Alex Vanthournout is many things: blogger, runner, lover of fashion, businesswoman. And, following the recent UK referendum, someone who’s passionate about talking politics.

She moved to London from Kortrijk aged 18 to study journalism, “fell into” a series of fashion internships, then set up as a freelance writer, launching a blog to get her work read and keep herself entertained. At the time, blogging was relatively new, and she became one of the few to have made it profitable.

“I’m lucky to have been part of that first wave of people who managed to turn blogging into a career,” she says. “It was an exciting time. I travelled the world, met people I would never have met in any other circumstances. But coming up to turning 30, I thought, ‘this isn’t what I want to do for the rest of my life’.”

The first steps into business were born from what she calls her personal fitness journey. “I’m quite short and curvy, but I worked in the fashion world, so that was an interesting dynamic,” she says. “I started running and began writing about it in what I hoped was a refreshing way: You know, this isn’t great fun, but here are some nice things you can wear while you do it!”

Sportswear everywhere

It struck a chord among her readers and led to her setting up a second blog, Fashercise, dedicated to healthy living. A Belgian friend in London, working in retail, asked her where she wanted to take it, and her inspiration was the new generation of young sportswear designers offering an alternative to mainstream brands. The blog developed into an online store under the same name, which the two friends launched in 2014.

“People take fashion very seriously, but with our site, even the name itself is meant to be jokey,” Vanthournout explains. “We refuse to be hardcore about either fashion or exercise. Our office ethos is ‘let’s work out, but then let’s have a glass of wine after’.” 

Our plan was to start expanding into Europe, and of course all that has to be shelved now. Frankly, we don’t know what’s going to happen

- Alex Vanthournout

She thinks that applies, she says, “to 90% of women, and that’s who I want to speak to. But if anyone had told me a couple of years ago that I’d be selling Lycra for a living, I’d have laughed at them.”

The brands Fashercise sells aren’t cheap, but the hook is the combination of fashion and function. “If I’m going to spend lots of money on clothes, I want to be able to wear them more than once a week to go to zumba, so a lot of what we sell can be transferred to your normal wardrobe," says Vanthournout. "I wear sportswear to the office every day, even if I don’t work out.
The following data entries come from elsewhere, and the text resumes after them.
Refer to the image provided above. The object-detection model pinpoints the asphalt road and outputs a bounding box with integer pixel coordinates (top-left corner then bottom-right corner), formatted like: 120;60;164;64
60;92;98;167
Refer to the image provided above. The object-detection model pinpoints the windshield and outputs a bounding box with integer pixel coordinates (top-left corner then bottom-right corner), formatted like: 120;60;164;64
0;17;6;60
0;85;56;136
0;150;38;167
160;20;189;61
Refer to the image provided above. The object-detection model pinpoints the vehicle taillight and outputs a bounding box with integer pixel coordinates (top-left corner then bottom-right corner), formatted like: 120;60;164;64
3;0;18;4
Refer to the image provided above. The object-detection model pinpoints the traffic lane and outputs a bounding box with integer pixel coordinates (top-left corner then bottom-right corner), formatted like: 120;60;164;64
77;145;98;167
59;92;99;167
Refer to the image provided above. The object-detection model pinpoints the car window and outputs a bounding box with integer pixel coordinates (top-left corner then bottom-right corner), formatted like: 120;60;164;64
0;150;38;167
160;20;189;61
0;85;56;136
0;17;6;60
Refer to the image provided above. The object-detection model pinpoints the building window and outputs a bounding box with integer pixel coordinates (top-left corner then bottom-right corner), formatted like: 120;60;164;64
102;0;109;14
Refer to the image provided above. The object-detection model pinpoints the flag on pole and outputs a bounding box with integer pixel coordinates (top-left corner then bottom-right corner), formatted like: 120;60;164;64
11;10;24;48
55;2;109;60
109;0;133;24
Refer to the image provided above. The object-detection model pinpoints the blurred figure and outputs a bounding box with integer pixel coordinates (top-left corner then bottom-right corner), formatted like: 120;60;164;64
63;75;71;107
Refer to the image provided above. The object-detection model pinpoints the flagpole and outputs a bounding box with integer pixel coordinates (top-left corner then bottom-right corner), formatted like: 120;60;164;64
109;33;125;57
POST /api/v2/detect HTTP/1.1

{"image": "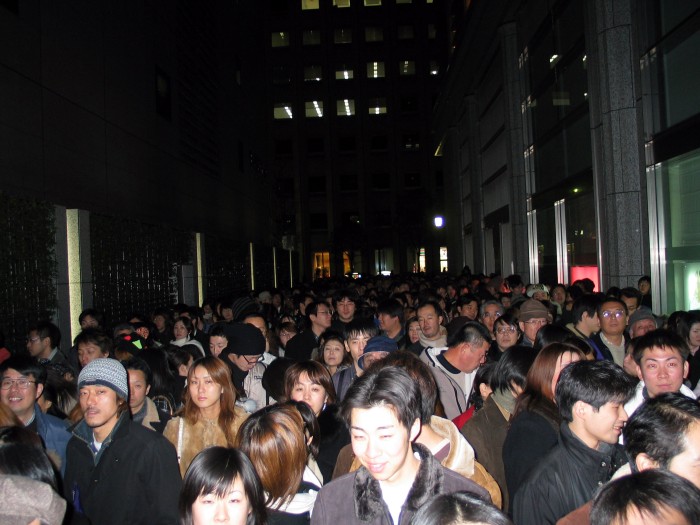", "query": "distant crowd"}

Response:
[0,269,700,525]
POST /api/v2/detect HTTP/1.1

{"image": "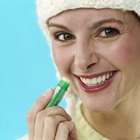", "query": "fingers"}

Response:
[42,115,67,140]
[26,89,53,140]
[54,121,77,140]
[27,89,75,140]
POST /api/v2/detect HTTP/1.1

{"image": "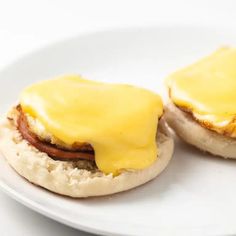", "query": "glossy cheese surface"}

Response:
[167,48,236,137]
[20,75,163,174]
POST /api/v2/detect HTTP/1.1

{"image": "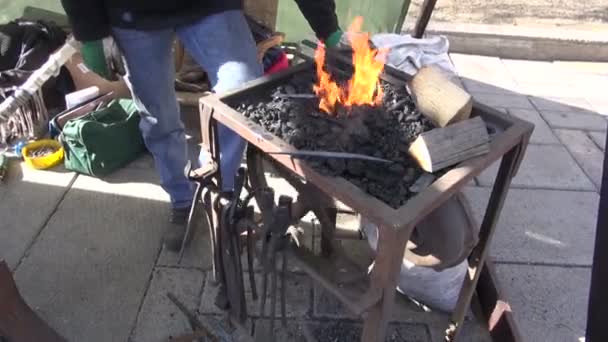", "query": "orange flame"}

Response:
[313,17,388,114]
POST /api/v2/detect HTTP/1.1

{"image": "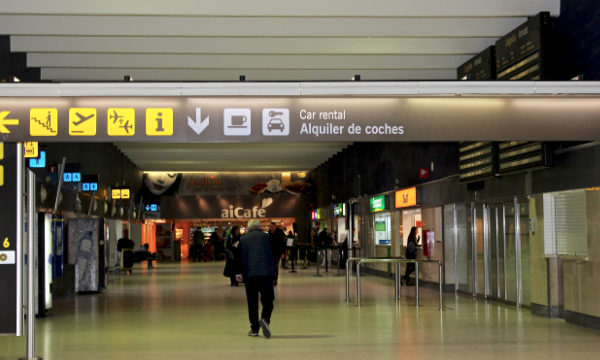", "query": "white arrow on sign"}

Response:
[188,108,209,135]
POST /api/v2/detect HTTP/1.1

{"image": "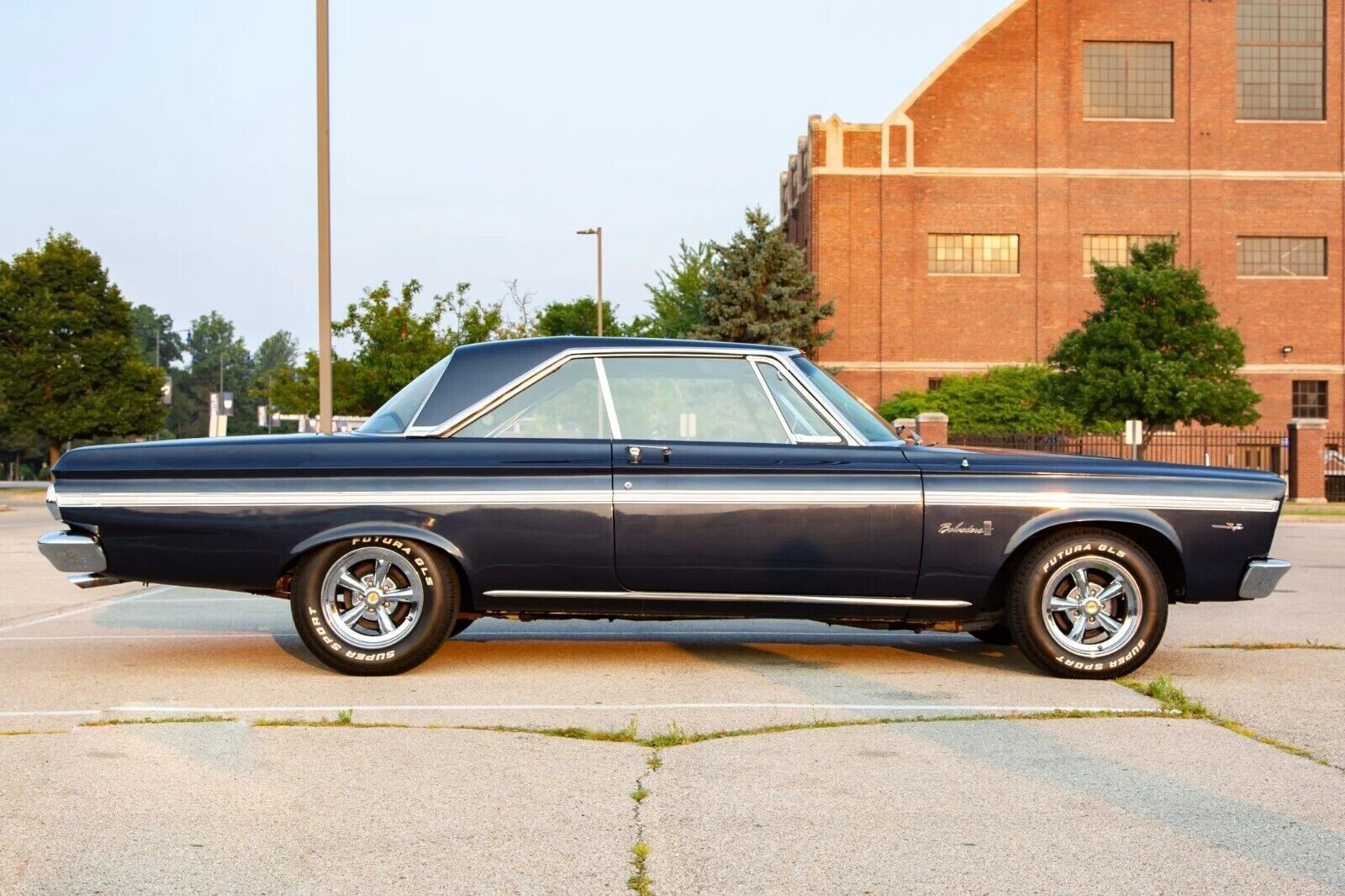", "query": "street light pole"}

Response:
[574,228,603,336]
[318,0,332,435]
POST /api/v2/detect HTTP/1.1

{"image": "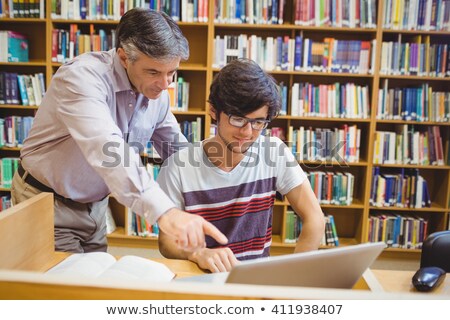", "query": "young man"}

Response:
[158,60,325,272]
[11,9,226,252]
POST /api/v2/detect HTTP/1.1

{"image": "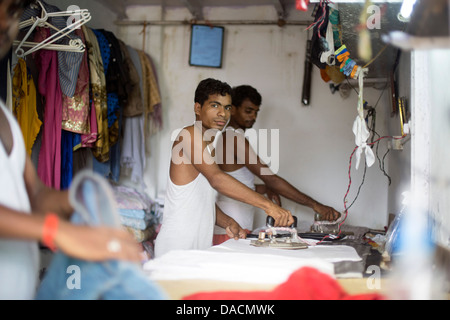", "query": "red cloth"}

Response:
[183,267,385,300]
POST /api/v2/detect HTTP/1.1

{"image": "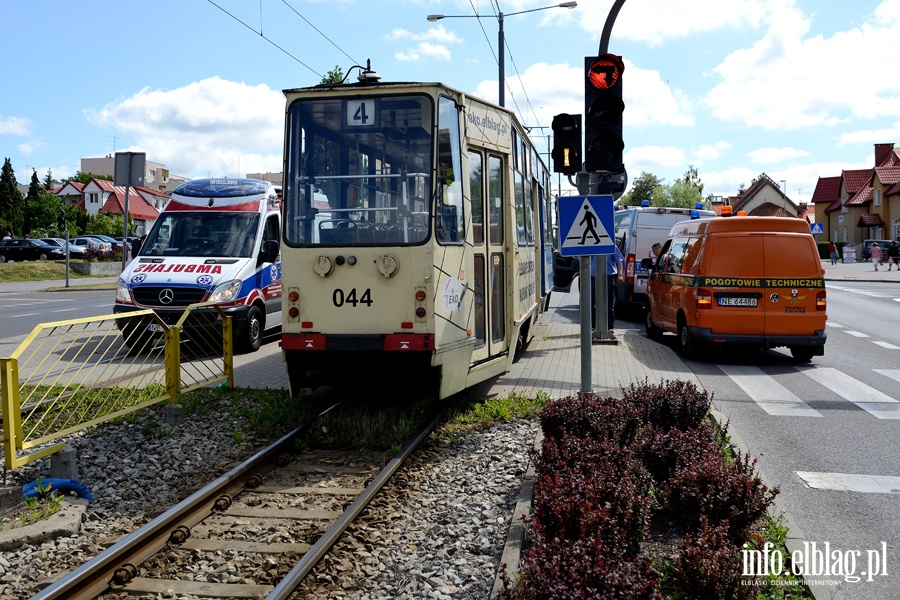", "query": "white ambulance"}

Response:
[114,178,281,352]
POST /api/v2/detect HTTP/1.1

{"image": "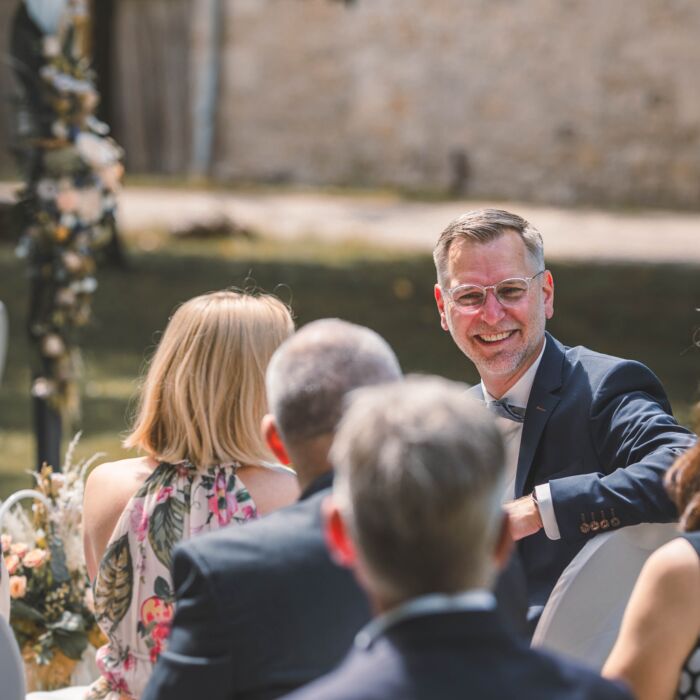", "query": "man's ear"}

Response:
[321,496,357,569]
[260,413,292,464]
[433,284,450,331]
[493,511,513,571]
[542,270,554,318]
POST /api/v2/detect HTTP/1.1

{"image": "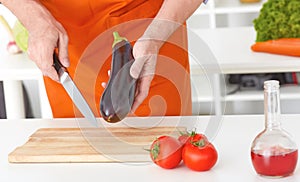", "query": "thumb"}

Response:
[130,58,146,79]
[58,35,70,67]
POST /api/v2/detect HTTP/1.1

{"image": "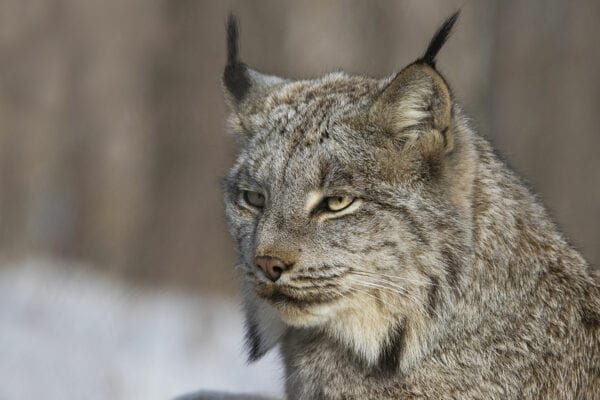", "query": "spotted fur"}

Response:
[223,15,600,400]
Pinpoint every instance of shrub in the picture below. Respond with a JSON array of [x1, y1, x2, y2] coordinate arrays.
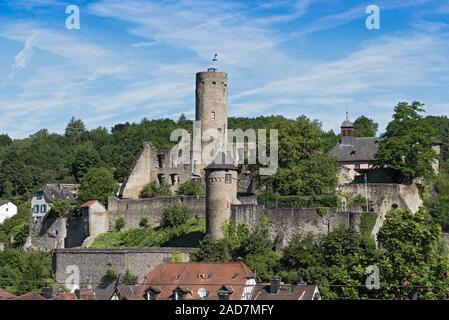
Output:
[[124, 269, 137, 286], [162, 204, 190, 228], [176, 180, 205, 196], [104, 267, 118, 281], [139, 217, 148, 228], [115, 217, 125, 231], [139, 181, 171, 198]]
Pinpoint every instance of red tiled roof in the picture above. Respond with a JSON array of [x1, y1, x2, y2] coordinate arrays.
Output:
[[53, 292, 78, 300], [253, 284, 319, 300], [0, 288, 16, 300], [12, 293, 47, 300], [136, 262, 255, 300], [80, 200, 98, 208]]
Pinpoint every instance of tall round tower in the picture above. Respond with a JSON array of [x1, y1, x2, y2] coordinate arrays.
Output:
[[195, 68, 228, 174], [204, 152, 239, 240]]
But when I have it on, there’s a much higher likelihood that I will work out.”

The two friends still run the business alone, though they’ve taken on a couple of interns and have been looking for investments and considering a mentor. Given the UK’s vote to leave the European Union, what happens next is out of their hands.

“Our plan was to start expanding into Europe, and of course all that has to be shelved now. Frankly, we don’t know what’s going to happen, and we’re dreading what effect it will have in the long term,” she says. “In just one day after the vote, with the pound crashing, everything became a lot more expensive for us. We’ve taken a big hit. With a small business, you don’t have the buffers for if things go downhill.”

Sense of panic

She lives in Islington, a mixed London borough that voted overwhelmingly to remain in the EU. “I can’t begin to explain what the atmosphere here is like,” she says. “I know we’re in a bubble in London, and everyone’s entitled to their opinions, but it’s a very strange place. There’s a sense of panic and uncertainty.”

Much of the uncertainty relates to people’s individual futures. People like Vanthournout, who have lived in the country all their adult lives, say they now feel excluded.

“Among my friends, I’ve never thought of my friends as anything other than Londoners,” she says, “but a lot of them are international, and the sentiment that I’ve heard over the past few days suggests that for the first time there’s a sense of a ‘them’ and an ‘us’, and I feel suddenly I’m no longer part of this city that’s been home for so long.” 

From a professional point of view, she says, the Leave campaign’s rhetoric about immigrants taking jobs is particularly upsetting. “I’ve created a business here, and I’ve been able to do that because of the EU. I find it hard that people can’t understand that. From a personal point of view, I find it heart-breaking. And I’ve never talked so much about politics in my life.”